After receiving his doctorate, Krener became a professor of mathematics at the University of California, Davis, where he remained for 35 years. He was an assistant professor of mathematics from 1971–1976, then an associate professor from 1976 until 1980, when he received a full-time appointment. From 1987 to 1992, Krener was the chair of the university's mathematics department.[3]
Krener retired from Davis as a distinguished professor in 2006 and joined the department of applied mathematics at the Naval Postgraduate School in Monterey, California. His research interests are in developing methods for the control and estimation of nonlinear dynamical systems and stochastic processes.[3]
In 2016, he received the IEEE Control Systems Award for "contributions to the analysis, control, and estimation of nonlinear control systems."
Work
Several years later with Hermann, he gave the definitive treatment of controllability and observability for nonlinear systems.[5] This work was later cited by the IEEE Control Systems Society as one of Twenty Five Seminal Papers in Control, published in the twentieth century, which have made a major impact on the field of control.

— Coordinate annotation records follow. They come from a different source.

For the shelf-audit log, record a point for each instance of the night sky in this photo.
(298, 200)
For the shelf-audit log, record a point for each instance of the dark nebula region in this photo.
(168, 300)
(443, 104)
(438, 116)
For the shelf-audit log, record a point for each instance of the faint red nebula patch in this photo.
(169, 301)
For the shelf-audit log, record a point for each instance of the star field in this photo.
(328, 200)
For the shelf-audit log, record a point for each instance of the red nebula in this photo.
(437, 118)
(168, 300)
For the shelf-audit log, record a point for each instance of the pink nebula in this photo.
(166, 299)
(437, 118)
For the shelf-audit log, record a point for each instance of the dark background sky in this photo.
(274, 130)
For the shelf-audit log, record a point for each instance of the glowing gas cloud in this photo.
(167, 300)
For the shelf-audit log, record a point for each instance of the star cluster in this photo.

With Isidori, Gori-Giorgi and Monaco,[6] he gave conditions for the existence and construction of decoupling and noninteracting control laws for nonlinear systems. This paper won the George S. Axelby Outstanding Paper Award[7] from IEEE Transactions on Automatic Control and Krener received the Medal of the University of Rome for his contributions. It also led to the concept of the zero of a nonlinear system, which was subsequently developed by Byrnes and Isidori and extended to the backstepping technique of control by Kokotovic, Krstic and many others.